I considered the contents of the letter box again.

“Who has handled these?”

“Myself alone. At first I took them for a joke. Some of the social maneuvers among the first families of New York are so intense that such distractions would not be unexpected. One would think kingdoms depended on which grand dame’s grand ball is deemed the most successful.”

I carefully arranged the collection of notes, letters, and cablegrams into chronological order. The first was a cablegram that stated only “Pay what thou owest.”

“This first cable seems more a platitude than a threat,” I noted.

“So I thought. The phrase is merely a foundation of good business.”

“The second cable embroiders on that theme, but only slightly: ‘Pay what you know you owe.’ It’s dated two weeks after the first. Did you grow uneasy then?”

He shrugged and opened a brazilwood humidor on his desk. The scent of tobacco as well aged as a fine brandy pervaded the room. By now he knew better than to offer me a cigar, and lit his own ceremoniously before answering.

After an inaugural puff, he replied. “I must have been feeling ever so slightly uneasy already, because I’d put the first cablegram in this box. I can’t say I was surprised to receive a third communication in the same vein.”

I lifted the envelope postmarked three weeks earlier. From Paris.

“This paper is of German manufacture. It’s called Dresden deckle and has been manufactured for perhaps forty years.” I opened the single sheet within. Hand printed thereon was another phrase: “Do what thou wilt, but pay what thou owest.” “This correspondent favors the mode of biblical exhortation, I see. The authors of most threatening communications prefer that tone.”

“I am amazed.” Vanderbilt had sat forward, still puffing on his cigar. “You’re sure the paper originated in Germany?”

“Of course. That doesn’t mean to say it was used in Germany, although it is suggestive. This is the first personal correspondence
and may be either a clue or a deliberate attempt to force wrong conclusions.”
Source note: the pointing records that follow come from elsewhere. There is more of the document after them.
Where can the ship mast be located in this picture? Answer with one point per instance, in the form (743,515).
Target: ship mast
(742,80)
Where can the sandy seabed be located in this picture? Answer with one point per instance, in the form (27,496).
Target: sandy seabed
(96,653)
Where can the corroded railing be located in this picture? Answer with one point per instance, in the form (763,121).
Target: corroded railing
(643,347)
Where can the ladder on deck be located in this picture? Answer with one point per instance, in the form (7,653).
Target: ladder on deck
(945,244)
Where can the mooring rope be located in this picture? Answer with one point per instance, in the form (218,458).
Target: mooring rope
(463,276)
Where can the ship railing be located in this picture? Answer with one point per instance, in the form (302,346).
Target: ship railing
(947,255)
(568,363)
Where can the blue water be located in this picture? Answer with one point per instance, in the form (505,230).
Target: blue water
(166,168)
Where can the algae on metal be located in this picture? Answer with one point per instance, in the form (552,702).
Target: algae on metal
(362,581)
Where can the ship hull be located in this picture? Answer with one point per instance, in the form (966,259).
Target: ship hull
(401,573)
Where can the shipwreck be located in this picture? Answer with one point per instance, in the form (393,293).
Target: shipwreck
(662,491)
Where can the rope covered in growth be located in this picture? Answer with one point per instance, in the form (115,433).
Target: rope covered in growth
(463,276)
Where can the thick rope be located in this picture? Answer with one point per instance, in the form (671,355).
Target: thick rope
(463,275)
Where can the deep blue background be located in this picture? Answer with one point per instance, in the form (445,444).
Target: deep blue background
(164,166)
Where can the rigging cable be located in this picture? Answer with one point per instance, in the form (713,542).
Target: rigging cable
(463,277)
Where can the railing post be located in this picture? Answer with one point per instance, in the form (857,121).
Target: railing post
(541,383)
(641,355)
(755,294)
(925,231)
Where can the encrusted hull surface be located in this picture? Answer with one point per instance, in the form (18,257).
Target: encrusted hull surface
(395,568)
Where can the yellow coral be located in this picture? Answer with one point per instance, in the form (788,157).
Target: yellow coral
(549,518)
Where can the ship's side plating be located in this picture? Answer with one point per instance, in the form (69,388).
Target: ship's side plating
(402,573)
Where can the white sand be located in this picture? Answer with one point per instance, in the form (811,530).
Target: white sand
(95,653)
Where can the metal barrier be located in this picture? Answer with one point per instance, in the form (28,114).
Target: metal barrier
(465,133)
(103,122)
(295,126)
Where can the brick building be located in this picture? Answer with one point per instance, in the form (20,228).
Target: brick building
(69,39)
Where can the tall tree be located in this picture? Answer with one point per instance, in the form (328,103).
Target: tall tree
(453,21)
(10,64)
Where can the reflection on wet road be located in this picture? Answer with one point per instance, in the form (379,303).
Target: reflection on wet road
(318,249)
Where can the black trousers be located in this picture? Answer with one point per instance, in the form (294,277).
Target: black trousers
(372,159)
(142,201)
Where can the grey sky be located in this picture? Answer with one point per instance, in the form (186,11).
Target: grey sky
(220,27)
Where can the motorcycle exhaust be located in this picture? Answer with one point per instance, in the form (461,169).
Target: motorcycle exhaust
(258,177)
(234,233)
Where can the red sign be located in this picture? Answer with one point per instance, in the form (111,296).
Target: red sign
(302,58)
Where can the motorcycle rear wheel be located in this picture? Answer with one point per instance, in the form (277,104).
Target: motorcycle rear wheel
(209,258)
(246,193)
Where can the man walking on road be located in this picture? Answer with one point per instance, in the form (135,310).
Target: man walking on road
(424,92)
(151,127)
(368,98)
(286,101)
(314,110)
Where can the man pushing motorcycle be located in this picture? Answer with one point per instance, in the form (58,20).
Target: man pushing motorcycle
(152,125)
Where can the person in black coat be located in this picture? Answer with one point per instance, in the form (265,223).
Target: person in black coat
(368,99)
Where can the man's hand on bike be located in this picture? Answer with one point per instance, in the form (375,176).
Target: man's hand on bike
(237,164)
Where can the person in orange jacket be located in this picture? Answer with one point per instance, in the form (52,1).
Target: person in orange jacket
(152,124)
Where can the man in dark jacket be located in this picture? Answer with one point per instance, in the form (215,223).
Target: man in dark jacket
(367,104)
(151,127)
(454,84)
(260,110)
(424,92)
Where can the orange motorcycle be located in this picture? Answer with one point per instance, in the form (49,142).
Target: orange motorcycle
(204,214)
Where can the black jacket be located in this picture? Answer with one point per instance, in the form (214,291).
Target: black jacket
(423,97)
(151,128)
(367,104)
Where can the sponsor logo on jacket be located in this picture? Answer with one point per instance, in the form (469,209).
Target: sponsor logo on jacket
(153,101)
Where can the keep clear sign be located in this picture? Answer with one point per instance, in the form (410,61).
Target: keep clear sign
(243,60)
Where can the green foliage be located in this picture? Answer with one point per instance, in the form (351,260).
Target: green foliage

I plucked up the fourth communication. Another letter, this time on the thin paper intended for trans-Atlantic passage. This one was postmarked London, two weeks earlier.

“Victoria Station posting,” I observed. “From the very heart of London, where millions pass by each week. Your correspondent both advertises his movements and despises the usual means of tracking his movements. He is not to be underestimated.”

“You assume a personal enemy?”

“I assume only someone who wishes to be paid what he believes is owed. Have you any ‘debts’ of that sort?”

“Of course not. In an unstable business climate, any breath of insolvency is suicide.”

“Are you operating in an unstable business climate?”

“Anyone of my wealth is, Mr. Holmes, but the United States government is particularly vulnerable at the moment, with the argument for the silver standard versus the gold standard at white-hot fever. That is why the subsequent messages become more sinister.”

By now our correspondent had arrived at local New York City postmarks and the use of innocuous small envelopes, the sort that might include invitations to the lady of the house. Yet the contents were hardly invitations.

I read one message: “Pay what you owe or the consequences will be dire.”

“Do you have any notion what payment is demanded?” I asked Vanderbilt.

He shook his dapper head. With his center part and dark waves to either side, I could not help but think of some of the slipperier variety artistes I had briefly encountered during my excursion into Madam Irene Adler Norton’s rather lurid American past. I almost smiled, but of course Vanderbilt would misinterpret mirth at this juncture.

“This next billet-doux, for it is on quite frivolous paper, finally becomes specific and demands ‘the gold and the jewels.’
Have you any idea what gold and which jewels are meant?”

“Mine, I suppose. My gold and my wife’s jewels, which are formidable.”

“Are they also in safekeeping?”

“Some in banks and others in our own safes.”